Fluoride toxicity in aquatic organisms is known to be affected by water hardness and temperature. Other constituents of the water, such as chloride, may also affect fluoride toxicity. A single multifactorial experiment is needed to determine values for rainbow trout at various combinations of water hardness and temperature at which half the population dies. Such experiments would be expected to yield a single equation from which one would be able to derive the criteria for fluoride for any combination of water temperature and hardness.
Little is known about fluoride levels and availability in forage, crops and agricultural soils throughout British Columbia. A survey of crops, forage and soil fluoride levels should be conducted and the agricultural areas grouped into regions based upon fluoride levels found in forage and crops.
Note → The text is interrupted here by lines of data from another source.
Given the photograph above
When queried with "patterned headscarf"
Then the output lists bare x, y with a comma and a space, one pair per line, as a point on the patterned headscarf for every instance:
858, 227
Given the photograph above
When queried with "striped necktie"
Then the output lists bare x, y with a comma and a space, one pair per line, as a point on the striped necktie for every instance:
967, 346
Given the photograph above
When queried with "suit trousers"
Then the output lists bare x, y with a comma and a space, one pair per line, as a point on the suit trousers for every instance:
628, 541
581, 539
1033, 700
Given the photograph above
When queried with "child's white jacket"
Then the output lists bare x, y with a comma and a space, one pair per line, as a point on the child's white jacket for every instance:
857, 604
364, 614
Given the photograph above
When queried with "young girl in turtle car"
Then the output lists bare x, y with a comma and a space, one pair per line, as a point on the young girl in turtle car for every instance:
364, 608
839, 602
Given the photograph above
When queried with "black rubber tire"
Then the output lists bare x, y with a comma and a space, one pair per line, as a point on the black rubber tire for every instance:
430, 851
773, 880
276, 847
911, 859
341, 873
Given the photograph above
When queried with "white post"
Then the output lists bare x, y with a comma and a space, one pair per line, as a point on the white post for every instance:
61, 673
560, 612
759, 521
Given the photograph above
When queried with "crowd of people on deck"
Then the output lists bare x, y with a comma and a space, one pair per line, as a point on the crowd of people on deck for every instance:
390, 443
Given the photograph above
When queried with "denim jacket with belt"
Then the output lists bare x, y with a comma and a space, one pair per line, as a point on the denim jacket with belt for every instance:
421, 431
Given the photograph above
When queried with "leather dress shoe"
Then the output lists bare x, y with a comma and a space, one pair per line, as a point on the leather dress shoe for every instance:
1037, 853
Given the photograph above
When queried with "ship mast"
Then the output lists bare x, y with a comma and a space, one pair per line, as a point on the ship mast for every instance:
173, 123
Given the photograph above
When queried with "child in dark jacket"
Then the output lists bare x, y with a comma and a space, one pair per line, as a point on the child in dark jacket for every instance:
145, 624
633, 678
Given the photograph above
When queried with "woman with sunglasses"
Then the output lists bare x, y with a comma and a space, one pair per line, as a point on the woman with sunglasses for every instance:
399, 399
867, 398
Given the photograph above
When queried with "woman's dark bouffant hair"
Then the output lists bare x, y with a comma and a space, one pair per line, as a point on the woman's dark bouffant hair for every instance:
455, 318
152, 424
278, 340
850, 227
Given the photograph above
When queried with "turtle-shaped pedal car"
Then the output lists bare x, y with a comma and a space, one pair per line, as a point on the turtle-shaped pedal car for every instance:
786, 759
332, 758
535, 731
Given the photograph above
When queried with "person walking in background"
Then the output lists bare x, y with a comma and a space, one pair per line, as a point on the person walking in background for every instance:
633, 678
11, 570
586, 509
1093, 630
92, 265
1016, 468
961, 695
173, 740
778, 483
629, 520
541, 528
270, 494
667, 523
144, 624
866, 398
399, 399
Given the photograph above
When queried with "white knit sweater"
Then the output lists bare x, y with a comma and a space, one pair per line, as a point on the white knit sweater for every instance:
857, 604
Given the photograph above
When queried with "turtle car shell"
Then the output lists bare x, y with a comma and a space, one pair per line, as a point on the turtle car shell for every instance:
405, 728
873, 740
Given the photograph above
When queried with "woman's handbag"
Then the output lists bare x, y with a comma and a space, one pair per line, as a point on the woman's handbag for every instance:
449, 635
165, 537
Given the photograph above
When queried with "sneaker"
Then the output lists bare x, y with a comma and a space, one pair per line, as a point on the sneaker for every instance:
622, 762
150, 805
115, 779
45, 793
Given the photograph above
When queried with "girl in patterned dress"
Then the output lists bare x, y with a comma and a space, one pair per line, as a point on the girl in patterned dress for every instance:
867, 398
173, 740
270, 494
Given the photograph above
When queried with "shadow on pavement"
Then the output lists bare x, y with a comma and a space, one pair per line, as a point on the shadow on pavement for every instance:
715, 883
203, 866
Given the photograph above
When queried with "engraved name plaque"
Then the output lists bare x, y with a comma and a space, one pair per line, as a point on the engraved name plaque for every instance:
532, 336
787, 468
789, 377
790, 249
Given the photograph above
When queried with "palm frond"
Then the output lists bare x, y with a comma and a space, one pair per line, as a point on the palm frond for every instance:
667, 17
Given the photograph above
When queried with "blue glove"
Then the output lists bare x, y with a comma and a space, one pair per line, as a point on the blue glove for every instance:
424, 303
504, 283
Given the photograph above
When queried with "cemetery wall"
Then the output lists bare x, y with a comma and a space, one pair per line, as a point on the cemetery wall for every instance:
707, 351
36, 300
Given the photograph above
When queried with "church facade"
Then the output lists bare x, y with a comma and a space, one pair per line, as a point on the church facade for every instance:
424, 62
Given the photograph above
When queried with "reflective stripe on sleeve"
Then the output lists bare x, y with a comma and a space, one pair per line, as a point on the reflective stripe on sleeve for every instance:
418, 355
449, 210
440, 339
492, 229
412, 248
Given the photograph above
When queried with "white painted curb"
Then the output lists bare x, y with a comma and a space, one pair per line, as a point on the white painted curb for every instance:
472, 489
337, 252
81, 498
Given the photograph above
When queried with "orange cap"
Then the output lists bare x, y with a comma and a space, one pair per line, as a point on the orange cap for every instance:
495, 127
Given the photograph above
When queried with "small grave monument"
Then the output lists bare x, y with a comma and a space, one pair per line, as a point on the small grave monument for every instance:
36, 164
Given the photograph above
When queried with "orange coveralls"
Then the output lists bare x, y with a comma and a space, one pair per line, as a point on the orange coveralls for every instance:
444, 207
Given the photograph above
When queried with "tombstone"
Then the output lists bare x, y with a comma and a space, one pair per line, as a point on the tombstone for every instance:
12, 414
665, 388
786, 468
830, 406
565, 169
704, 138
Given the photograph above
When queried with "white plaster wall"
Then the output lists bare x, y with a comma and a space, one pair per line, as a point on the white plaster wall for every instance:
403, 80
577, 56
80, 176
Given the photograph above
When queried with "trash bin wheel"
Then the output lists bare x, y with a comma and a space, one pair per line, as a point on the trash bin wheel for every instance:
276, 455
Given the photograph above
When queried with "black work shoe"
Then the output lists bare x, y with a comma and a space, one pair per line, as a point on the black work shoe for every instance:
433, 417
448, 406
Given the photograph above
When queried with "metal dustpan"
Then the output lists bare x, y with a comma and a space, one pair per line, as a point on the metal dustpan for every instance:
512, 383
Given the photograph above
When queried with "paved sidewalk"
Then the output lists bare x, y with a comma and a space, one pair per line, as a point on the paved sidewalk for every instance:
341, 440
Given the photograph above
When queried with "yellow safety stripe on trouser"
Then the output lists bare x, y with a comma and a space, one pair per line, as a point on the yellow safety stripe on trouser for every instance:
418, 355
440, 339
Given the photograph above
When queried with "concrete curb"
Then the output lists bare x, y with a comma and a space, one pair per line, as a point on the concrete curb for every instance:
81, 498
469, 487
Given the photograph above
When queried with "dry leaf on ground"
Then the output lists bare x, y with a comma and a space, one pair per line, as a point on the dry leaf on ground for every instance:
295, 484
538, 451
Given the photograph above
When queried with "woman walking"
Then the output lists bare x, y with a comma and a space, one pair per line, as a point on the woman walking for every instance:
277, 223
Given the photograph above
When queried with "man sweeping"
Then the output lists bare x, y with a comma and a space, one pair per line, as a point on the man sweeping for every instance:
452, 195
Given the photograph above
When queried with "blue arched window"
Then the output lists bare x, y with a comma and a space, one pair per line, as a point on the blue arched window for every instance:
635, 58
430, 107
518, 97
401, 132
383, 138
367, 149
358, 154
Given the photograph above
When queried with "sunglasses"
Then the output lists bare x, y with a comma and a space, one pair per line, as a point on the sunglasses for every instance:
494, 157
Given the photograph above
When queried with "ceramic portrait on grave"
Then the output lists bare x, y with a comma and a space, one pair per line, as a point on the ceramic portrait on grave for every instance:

This would allow region-specific fluoride levels to be determined for drinking, livestock watering and irrigation waters, and would maintain an acceptable total fluoride dose in the typical diet.
Almost nothing is known about synergistic effects of fluoride with other compounds. The specific cation associated with a fluoride salt may effect fluoride toxicity. Suitable experiments need to be carried out to determine if such effects do occur, and if so, the level at which they occur and the nature of the effect.
Research is needed on the chronic effects of various fluoride levels on salmonid eggs and larvae, and on Daphnia growth and reproduction, especially for soft waters. The effects of low-fluoride levels on food organisms must also take into account in predators as the fluoride moves up the food chain to longer-lived, bony, top predators. Levels not affecting prey may be unacceptable due to accumulation.